Unlike Comay, Goitein did allude to the ‘pogroms such as the blacks made on the Indians in the beginning of 1949’. But he agreed with Dönges that

‘the Indians are not assimilable. They are less likely to be assimilated than the Jews. Their religion is different, the colour of their skin is different. Their social life is different—in short, Indians are not European.’

Unassimilable Jews, Sovereign Jews

Goitein and Comay alike both made and rejected the analogy between Jews and Indians in South Africa. Both knew well that in the 1930s, Jewish refugees were denied entry to South Africa on the ground that they were ‘unassimilable’; and that the forerunners of the National Party held that ‘Jews are Asiatics’. Goitein’s report made Comay hear ‘echoes of the debate over the Immigration Selection Act’, under which Jews ‘were to be kept out of South Africa not as Jews, but as “unassimilables”’. In 1934, in Cape Town, he had his own moment of Gandhi-esque passive resistance against such propaganda. In a 1948 speech on the South African elections, he noted that it was in the cause of Natal Indians and ‘as their champion that a young lawyer called Gandhi first worked up his passive resistance ideas’. Remarkably, his Jewish sensibilities, forged in South Africa, could also invoke affinity to Afrikaners: in that very speech, he observed that many Afrikaners, rather than professing an anti-Semitic sentiment, had a ‘certain fellow feeling for another little people struggling with the same Imperial Power’ that had suppressed their own independence.

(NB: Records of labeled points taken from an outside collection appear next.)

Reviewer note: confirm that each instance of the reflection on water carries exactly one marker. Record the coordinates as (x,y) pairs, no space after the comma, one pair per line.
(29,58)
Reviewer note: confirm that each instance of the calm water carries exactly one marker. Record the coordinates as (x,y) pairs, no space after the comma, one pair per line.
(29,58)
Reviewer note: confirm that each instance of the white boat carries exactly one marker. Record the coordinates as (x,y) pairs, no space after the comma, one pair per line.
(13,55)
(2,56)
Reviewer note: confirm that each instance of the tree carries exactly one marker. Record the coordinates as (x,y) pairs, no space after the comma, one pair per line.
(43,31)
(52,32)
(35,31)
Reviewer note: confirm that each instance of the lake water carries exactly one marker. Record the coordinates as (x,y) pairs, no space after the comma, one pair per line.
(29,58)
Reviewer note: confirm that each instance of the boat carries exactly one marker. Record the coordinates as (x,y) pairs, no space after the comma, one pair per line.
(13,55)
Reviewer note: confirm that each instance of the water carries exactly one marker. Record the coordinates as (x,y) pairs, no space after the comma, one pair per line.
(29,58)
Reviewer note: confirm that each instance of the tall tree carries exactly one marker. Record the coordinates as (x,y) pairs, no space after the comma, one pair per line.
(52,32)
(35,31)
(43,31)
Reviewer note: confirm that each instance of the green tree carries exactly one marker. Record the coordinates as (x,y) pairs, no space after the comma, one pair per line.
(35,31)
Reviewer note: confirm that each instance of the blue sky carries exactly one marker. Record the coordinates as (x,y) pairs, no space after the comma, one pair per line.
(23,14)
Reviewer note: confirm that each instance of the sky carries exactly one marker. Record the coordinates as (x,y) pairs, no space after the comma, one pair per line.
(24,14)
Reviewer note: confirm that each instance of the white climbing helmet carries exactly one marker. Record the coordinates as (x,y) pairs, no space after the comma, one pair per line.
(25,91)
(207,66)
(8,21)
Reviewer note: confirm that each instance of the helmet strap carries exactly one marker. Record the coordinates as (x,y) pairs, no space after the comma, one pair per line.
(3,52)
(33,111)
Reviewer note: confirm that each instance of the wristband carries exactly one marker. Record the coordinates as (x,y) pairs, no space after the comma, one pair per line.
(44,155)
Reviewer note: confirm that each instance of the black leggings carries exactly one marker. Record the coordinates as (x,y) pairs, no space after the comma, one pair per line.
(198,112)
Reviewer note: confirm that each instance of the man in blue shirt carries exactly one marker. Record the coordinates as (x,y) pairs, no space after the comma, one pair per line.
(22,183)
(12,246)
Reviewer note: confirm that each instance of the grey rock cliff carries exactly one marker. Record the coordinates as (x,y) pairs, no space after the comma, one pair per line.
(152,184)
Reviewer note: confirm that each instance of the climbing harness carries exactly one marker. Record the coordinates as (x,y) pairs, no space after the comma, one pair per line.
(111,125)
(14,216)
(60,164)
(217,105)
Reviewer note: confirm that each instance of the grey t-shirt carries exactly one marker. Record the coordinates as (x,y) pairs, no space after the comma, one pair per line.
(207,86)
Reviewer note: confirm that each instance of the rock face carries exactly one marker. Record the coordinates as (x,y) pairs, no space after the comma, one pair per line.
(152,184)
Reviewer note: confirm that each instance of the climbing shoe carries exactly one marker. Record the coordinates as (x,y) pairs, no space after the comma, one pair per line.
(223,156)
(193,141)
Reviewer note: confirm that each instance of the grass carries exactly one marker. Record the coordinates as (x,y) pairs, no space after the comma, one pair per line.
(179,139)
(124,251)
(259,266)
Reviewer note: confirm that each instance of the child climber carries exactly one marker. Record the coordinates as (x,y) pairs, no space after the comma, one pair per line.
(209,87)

Elastic Jewish identity, read ideologically, could produce identification with and at the same time distinction from prosecuted Indian minority, disenfranchised African minority, and white settler rule. This elasticity allowed Jews, in South Africa and in Israel, to be rendered (in political-cultural terms) black, coloured or white: Ben-Gurion’s letter to Nkrumah is a case in point. Rarely quoted in full, the key sentence in fact reads: ‘Though of the white race, Jews have suffered at the hands of the white peoples’. It was this elasticity, forged in their personal encounters with apartheid (and, before 1948, with a racially-managed society), that allowed Israel’s early diplomats to equivocate on apartheid—to navigate the dilemma of apartheid and to rely on Jewish identity to justify diametrically opposed foreign policy imperatives.